People say women shouldn’t involve themselves in politics because it never ends well

One Woman’s Week, with Karen Fenessey
The last time four young Russian women tore up the rulebook and rocked the world was during the Olympic gymnastics finals.

Assange could take a more burlesque, nipple-tassled approach

Who can forget the superhuman performances of floor champion Viktora Komova or ‘Queen of the Bars’ Aliya Mustafina?

Sadly, Pussy Riot are more like Queen of the Behind Bars. And let me assure you from personal experience, it’s not so easy to do three roly-polies in a row across a 4x6ft cell, especially when wearing a scratchy nylon balaclava.

People say women shouldn’t involve themselves in politics because they invariably end up in prison. But I don’t see Madonna doing massive tweets about mischievous galah, Julian Assange.

Confined to the embassy, Julian’s daily pleasures are reduced to high scores on Bejewelled Blitz and the occasional terse memo from the Ecuadorian tourist board about his posting Tumblr pictures of the lacklustre canteen lunches.

Assange could take some tips from the Russian girls on getting pop stars to notice him. Even without a vagina he could inject a bit of pop cultural razzle dazzle into his polemic.

Perhaps the next time he wants to address the world from a South American balcony, he could spice things up with some deafening feedback, jerky movements and a rendition of Don’t Cry for Me Argentina.

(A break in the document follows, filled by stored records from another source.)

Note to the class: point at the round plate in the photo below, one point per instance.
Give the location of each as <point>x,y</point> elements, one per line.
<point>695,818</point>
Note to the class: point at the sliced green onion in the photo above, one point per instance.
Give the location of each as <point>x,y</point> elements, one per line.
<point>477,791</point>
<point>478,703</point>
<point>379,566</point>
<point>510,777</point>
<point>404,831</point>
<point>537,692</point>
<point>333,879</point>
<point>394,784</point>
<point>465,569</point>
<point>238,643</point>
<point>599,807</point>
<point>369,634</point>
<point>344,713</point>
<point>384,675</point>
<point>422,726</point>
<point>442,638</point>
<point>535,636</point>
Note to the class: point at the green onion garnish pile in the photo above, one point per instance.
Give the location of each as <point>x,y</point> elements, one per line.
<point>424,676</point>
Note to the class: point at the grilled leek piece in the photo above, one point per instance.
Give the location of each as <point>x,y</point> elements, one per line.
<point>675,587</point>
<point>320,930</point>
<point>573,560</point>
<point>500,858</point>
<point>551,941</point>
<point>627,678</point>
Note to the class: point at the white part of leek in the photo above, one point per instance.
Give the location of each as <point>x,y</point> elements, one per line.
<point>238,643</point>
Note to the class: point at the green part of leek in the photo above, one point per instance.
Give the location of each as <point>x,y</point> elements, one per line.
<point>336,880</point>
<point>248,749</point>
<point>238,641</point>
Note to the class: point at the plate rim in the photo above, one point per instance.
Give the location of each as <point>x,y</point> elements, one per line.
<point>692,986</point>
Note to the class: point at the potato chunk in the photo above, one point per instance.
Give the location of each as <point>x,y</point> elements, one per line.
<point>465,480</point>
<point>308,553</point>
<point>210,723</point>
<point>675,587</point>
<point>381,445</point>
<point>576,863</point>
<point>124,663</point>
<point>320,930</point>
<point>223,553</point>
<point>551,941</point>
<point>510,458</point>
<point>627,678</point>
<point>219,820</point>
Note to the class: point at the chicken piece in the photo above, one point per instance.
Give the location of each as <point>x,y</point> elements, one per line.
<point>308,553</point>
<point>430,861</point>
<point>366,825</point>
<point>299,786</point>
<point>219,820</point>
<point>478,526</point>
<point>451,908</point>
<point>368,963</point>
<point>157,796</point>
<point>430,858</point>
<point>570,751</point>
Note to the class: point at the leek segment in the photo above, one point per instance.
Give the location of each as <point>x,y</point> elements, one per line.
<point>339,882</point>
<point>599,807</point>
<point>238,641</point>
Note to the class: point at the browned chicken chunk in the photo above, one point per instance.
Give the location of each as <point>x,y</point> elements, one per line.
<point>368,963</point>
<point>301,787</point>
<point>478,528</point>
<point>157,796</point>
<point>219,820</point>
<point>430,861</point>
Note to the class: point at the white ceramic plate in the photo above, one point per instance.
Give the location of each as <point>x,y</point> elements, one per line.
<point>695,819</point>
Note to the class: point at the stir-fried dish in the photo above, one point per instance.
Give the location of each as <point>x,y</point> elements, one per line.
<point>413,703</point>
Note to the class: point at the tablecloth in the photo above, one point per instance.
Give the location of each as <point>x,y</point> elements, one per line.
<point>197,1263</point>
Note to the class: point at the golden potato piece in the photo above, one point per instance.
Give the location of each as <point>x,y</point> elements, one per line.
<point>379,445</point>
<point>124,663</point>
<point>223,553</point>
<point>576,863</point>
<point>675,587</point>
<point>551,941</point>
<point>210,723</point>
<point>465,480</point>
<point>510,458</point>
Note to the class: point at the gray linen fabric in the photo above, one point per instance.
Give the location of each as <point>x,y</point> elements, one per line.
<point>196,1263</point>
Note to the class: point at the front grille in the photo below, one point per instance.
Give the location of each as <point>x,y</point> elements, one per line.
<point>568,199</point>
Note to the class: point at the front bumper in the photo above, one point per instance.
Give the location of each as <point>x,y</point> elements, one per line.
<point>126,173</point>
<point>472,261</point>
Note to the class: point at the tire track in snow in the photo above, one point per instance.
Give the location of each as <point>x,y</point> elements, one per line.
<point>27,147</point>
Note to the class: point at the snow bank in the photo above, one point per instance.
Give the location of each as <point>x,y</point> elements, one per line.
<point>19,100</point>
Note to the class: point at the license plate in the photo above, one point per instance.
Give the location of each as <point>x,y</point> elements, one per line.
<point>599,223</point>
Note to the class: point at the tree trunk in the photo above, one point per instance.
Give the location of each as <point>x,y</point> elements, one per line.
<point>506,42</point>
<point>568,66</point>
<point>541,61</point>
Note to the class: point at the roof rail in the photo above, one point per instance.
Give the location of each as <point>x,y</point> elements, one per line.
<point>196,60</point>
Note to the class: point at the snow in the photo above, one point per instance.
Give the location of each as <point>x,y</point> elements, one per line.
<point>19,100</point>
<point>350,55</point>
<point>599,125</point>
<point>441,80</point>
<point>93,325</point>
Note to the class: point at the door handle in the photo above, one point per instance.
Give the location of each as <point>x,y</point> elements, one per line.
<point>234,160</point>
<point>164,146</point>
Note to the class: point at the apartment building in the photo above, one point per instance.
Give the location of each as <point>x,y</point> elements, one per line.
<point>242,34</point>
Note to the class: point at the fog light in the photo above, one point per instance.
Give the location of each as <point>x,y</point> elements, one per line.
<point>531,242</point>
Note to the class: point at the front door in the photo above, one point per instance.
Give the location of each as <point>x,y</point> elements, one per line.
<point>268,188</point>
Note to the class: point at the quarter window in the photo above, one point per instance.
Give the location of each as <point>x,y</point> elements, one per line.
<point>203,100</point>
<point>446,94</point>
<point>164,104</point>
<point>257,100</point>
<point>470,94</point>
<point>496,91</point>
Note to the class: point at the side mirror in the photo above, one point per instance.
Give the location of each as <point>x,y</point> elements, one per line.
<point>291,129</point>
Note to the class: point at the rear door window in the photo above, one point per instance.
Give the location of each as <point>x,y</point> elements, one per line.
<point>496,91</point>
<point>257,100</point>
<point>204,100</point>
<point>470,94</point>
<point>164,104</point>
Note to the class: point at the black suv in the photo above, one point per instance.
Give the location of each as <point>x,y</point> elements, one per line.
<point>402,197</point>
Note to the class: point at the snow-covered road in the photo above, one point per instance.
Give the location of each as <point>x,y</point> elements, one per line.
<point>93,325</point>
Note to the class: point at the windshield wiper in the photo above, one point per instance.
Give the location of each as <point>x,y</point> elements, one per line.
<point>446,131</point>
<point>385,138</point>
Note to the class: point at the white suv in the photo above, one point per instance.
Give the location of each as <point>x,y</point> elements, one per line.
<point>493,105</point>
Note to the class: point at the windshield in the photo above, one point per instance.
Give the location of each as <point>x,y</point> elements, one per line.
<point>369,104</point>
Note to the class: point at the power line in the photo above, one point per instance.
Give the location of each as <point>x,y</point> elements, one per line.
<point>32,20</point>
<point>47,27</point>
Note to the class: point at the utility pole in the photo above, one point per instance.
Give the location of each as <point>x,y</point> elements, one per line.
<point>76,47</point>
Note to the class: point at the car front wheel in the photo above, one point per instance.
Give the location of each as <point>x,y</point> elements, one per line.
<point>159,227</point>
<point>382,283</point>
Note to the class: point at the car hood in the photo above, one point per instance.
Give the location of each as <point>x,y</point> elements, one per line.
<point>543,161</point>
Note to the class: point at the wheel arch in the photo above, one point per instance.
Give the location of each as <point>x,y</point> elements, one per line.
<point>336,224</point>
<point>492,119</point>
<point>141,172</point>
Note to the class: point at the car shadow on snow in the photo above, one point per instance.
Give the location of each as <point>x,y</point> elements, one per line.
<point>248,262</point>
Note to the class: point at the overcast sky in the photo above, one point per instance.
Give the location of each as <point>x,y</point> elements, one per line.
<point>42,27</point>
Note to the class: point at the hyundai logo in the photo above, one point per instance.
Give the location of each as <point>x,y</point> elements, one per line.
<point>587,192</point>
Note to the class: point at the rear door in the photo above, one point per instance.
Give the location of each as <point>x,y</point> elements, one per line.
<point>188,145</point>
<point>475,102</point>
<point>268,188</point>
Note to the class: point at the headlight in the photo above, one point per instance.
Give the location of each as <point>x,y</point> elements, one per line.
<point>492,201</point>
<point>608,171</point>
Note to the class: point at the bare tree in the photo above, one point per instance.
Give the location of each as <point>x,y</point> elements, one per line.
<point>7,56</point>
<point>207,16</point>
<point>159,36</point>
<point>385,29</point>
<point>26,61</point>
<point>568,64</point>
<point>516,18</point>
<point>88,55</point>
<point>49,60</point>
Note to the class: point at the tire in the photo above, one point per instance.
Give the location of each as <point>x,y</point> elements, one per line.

He could also make use of interesting head decoration. Julian is lucky to have a blank canvas regarding hair and I’m sure any old Ecuadorion lacky could nip to Boots for some Nice n Easy.

I would recommend fiery ginger like the guy out of Homeland and Mick Hucknell: when he sings, people really listen – and it will definitely make the FBI think twice before pulling the trigger.